The exhibition will be presented for the first time in Switzerland. Reproduced in their minutest details, the life-size replicas of the paintings from this fabulous cave will reveal the secrets of the masterpieces painted by our CroMagnon ancestors nearly 200 centuries ago.
An interactive history of Lascaux
The exhibition extends over a surface of almost 4000 square meters and tells the story of the cave. It starts with the incredible adventure of the four boys who discovered Lascaux in 1940. A 3D film projected on a giant screen and models of the cave’s various galleries will help visitors to understand the structure of the underground halls. The high point of the visit: the replicas of the paintings in the Nave and the Well Scene.
The rest of the exhibition deals with the mysteries of Lascaux. Tactile screens and a film allow the public to grasp the details of the frescoes and reveal some of its secrets. On an animated wall, worldrenowned specialists, painters, scientists and philosophers, will deliver their testimonies.
Five extraordinary scenes
The scenes represented in the exhibition are mostly taken from the Nave gallery, the longest decorated part of the cave. It houses the frieze of the ibex, visible when the wall is plunged in darkness, the Swimming Stags Frieze, whose delicate and majestic heads seem to emerge from the water, the celebrated Crossed Bison Panel, and the Black Cow frieze, whose enormous belly hides a herd of horses. The Well scene is also reproduced: it is here that the only human figure represented at Lascaux can be found, grappling with a mortally wounded bull.
All the paintings have been reproduced in their actual size, faithful in every detail to the originals. The painters used natural pigments. Using a patented technique called “stone veil”, the walls on which this amazing bestiary takes form have been reproduced in a manner that allows the recreation of the exact volumes with which humanity’s first artists worked.
Collaboration with local museums
The exhibition in Geneva will be further enriched by the contributions of the Natural History Museum and the Musée d’Art et d’Histoire. Visitors will thus be able to discover a Cro-Magnon camp, recreated with astonishing realism, and wonder at the prehistoric discoveries from the Veyrier site.

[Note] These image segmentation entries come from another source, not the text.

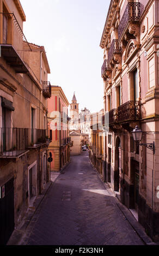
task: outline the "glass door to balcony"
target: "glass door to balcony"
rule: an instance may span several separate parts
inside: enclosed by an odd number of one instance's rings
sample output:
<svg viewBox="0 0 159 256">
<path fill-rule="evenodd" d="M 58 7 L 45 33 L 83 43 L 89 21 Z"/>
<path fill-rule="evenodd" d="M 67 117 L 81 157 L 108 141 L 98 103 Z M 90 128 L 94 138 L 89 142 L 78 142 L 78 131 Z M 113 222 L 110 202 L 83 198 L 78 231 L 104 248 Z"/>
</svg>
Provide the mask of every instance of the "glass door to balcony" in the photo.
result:
<svg viewBox="0 0 159 256">
<path fill-rule="evenodd" d="M 3 15 L 3 44 L 7 44 L 8 18 Z"/>
<path fill-rule="evenodd" d="M 5 151 L 6 149 L 6 119 L 5 119 L 5 108 L 2 107 L 2 145 L 3 152 Z"/>
<path fill-rule="evenodd" d="M 136 101 L 139 97 L 139 90 L 138 86 L 137 70 L 134 71 L 134 100 Z"/>
</svg>

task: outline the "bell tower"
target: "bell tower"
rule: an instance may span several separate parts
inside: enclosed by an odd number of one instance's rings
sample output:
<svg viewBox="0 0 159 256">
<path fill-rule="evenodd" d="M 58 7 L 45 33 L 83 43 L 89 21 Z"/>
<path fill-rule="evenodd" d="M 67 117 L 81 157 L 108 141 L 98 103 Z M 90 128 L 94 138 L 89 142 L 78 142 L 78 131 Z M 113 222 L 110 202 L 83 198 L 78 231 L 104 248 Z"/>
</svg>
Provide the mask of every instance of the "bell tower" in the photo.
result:
<svg viewBox="0 0 159 256">
<path fill-rule="evenodd" d="M 75 112 L 77 113 L 78 117 L 79 117 L 79 103 L 77 103 L 75 92 L 74 92 L 72 103 L 70 105 L 70 117 L 71 120 L 74 119 L 74 117 L 75 117 L 75 115 L 77 117 L 77 114 L 76 114 Z"/>
</svg>

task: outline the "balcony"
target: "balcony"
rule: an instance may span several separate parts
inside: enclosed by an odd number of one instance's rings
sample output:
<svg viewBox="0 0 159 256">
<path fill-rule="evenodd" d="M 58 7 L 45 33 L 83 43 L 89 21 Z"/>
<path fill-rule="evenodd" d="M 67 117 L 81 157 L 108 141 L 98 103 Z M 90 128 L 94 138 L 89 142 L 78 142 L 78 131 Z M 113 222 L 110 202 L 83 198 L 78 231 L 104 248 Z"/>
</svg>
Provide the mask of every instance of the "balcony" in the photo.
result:
<svg viewBox="0 0 159 256">
<path fill-rule="evenodd" d="M 139 21 L 144 10 L 143 5 L 140 3 L 128 3 L 118 27 L 118 38 L 121 39 L 124 31 L 127 29 L 130 22 Z"/>
<path fill-rule="evenodd" d="M 27 129 L 0 128 L 0 159 L 17 158 L 27 151 Z"/>
<path fill-rule="evenodd" d="M 127 101 L 118 108 L 118 121 L 124 122 L 141 119 L 140 101 Z"/>
<path fill-rule="evenodd" d="M 108 63 L 109 63 L 114 54 L 121 53 L 121 48 L 119 44 L 118 39 L 113 39 L 108 53 Z"/>
<path fill-rule="evenodd" d="M 0 159 L 15 159 L 46 144 L 46 130 L 0 128 Z"/>
<path fill-rule="evenodd" d="M 51 97 L 51 86 L 49 81 L 42 81 L 42 94 L 45 98 Z"/>
<path fill-rule="evenodd" d="M 26 129 L 27 149 L 35 149 L 46 144 L 48 137 L 46 130 Z"/>
<path fill-rule="evenodd" d="M 0 13 L 7 20 L 8 31 L 3 44 L 0 44 L 1 56 L 16 73 L 26 74 L 29 72 L 23 61 L 24 48 L 32 51 L 29 44 L 13 13 Z"/>
<path fill-rule="evenodd" d="M 62 139 L 60 142 L 61 147 L 65 146 L 71 142 L 71 138 L 68 137 L 64 139 Z"/>
<path fill-rule="evenodd" d="M 140 101 L 127 101 L 109 111 L 109 125 L 141 119 Z"/>
</svg>

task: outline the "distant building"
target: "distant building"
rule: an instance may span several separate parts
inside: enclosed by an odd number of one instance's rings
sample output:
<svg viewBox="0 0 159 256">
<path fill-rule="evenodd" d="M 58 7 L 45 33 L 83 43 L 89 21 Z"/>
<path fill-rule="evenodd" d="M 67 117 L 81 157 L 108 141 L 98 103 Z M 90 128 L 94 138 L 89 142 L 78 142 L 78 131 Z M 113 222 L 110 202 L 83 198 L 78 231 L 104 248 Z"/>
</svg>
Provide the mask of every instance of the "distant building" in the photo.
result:
<svg viewBox="0 0 159 256">
<path fill-rule="evenodd" d="M 81 134 L 77 131 L 72 131 L 70 133 L 71 141 L 73 143 L 73 146 L 71 149 L 71 156 L 80 155 L 82 152 L 82 139 Z"/>
</svg>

Voted best “Touring Exhibition of the Year” in 2013, the exhibition dedicated to the marvels of Lascaux has already won over the United States and Canada. It will be stopping in Geneva this autumn before setting out to conquer Asia.
The international exhibition Scenes from the Stone Age: The cave paintings of LASCAUX will be shown at the Palexpo Halle 7, Geneva, from 2 October 2015 to 17 January 2016.